If that has you gasping for air, don’t worry. We believe a small business can do some really great things with 2-15%. It all comes down to prioritization, hard work and how aggressive your marketplace is.
Keep in mind that three things drive up the cost quickly: Advertising, special projects, growth, and your marketplace.
Advertising – B2B vs. B2C Expenditures
The rule of thumb – B2B leverages sales to generate leads, B2C leverages advertising to generate leads
Advertising is great, and it does two things: Creates brand awareness and generates leads. But it’s also expensive. B2B organizations can often get away with smaller advertising budgets because they rely on their sales force to generate leads, so they may be closer to the 2% mark. Consumer marketing almost always relies heavily on advertising to generate leads, increasing the marketing budget up to or sometimes surpassing 15%.

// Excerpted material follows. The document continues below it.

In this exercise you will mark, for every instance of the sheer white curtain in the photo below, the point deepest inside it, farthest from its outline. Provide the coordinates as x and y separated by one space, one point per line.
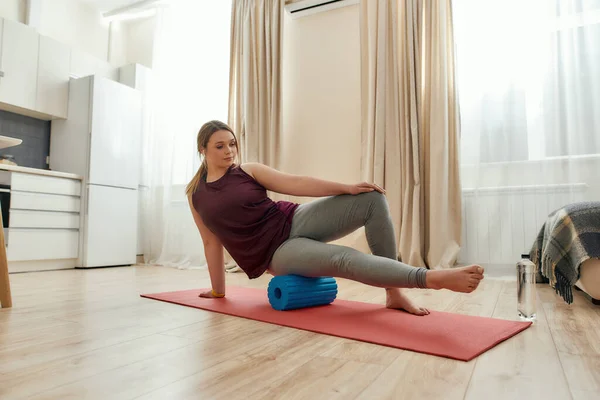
529 92
190 85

Special Projects – Building vs. Maintaining
The rule of thumb – Building a brand is more expensive than maintaining it
If you have a great brand, a website, collateral, and other tools in place, you won’t need to dedicate as much of your budget to getting those special projects off the ground. A “maintenance” budget is much less expensive. If you do need to build (or rebuild) any of these basics, you will likely be closer to 15% of revenue.
Growth – Moderate vs. Aggressive
The rule of thumb – The more growth you want, the more you need to invest
Maintaining your companies revenue or projecting moderate growth for the year can often be accomplished at the 2% mark. However, if you are forecasting a record year, you will likely have to invest cash to make that happen. Many small businesses struggle with this factor as they grow, so if your marketing budget seems too expensive, look back at your sales and growth forecasts to determine if it aligns with your overall goals.
Marketplace – Low vs. High Competition
The rule of thumb – The more competition, the more advertising spend.
If you have chosen the fun uphill battle of building a brand in an aggressive, consumer goods segment…that’s the hardest equation of all. The more competitive your market, the more advertising dollars you typically need to spend. Automotive, home repairs, hospitality, healthcare, home goods and more, these firms can expect to spend more on advertising than their counterparts – 10, 15, or 20% at times. In addition, keeping campaigns fresh adds more cost to the equation.